In the Battle of Okinawa, Cactus Ridge was the name U.S. forces gave to a rise of land approximately 600 yd southeast of Mashiki, Okinawa which commanded much of the ground between Uchitomari and Oyama, both of which lie along Highway No. 1. The defense of Cactus Ridge to the west, and The Pinnacle to the east, marked the start of resistance by Japanese land forces on Okinawa.

==Assault on Cactus Ridge==
===4 April 1945===
As the US 96th Infantry Division advanced south along Okinawa's Highway 1 on 4 April, it came under increasing fire from the south and from the ridges on their left (east). Three medium tanks from the 763rd Tank Battalion were destroyed by a carefully sited and well-concealed 47 mm anti-tank gun. Firing twenty rounds, Japanese gunners set the three tanks afire. Japanese Army commanders later described this feat as an illustration of the effectiveness of 47 mm guns. "Great results," Japanese combat instructions stated, "can be obtained by concealing the guns and opening surprise fire on the tanks at close range."

===5 April 1945===
By 5 April, the 383rd Infantry Regiment indicated that its forward elements were receiving fire from 20 machine guns and from 15 to 20 mortars, besides artillery pieces. As movement progressed, it encountered a series of fortified positions, the approaches to which were often covered by minefields. Dislodging the Japanese from these positions required coordinated enveloping movements, and resulted in numerous American casualties.

On the afternoon of 5 April, well-camouflaged Japanese troops, supported by tanks, attacked elements of the 382nd Infantry Regiment, but were broken up by combined machine gun, mortar and artillery fire. Ultimately, the 382nd gained approximately 1300 yd of east–west ground by the evening of 5 April.

To the west, the 383rd was focusing its efforts on what came to be known as Cactus Ridge. The initial direct assault by a single infantry company, supported tanks, proved to be disastrous. Cactus Ridge was protected by a tank ditch, barbed wire, and a long mine field. When American tanks tried to pass through a gap in the minefield, they came under direct 47 mm fire. Two were hit and had to be abandoned. Heavy Japanese machine gun, rifle and mortar fire halted the assault and American forces were forced to withdraw.

===6–7 April 1945===
On the following day, 6 April, the fortified Japanese positions on Cactus Ridge continued to hold up the 383rd. Attempts were made to dislodge the defenders with an airstrike early on that morning, but subsequent troops assaulting the targeted positions found defensive enemy fire as intense as ever. American forces continued to make direct frontal assaults, through heavy Japanese mortar fire, against the ridge. Such assaults ultimately resulted in charging and reducing Japanese positions with hand grenades and small arms fire.

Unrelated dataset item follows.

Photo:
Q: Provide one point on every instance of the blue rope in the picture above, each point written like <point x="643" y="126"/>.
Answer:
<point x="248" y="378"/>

By the end of 6 April, these "Banzai" type charges by the 2nd Battalion enabled the 383rd to ultimately gain first the western half of Cactus Ridge. On 7 April, similar tactics by the 2nd Battalion allowed the 383rd to capture the rest of Cactus Ridge.

As a result of the offensive actions of 4–7 April, the 383d Infantry found itself assembled against the formidable Japanese positions on Kakazu Ridge.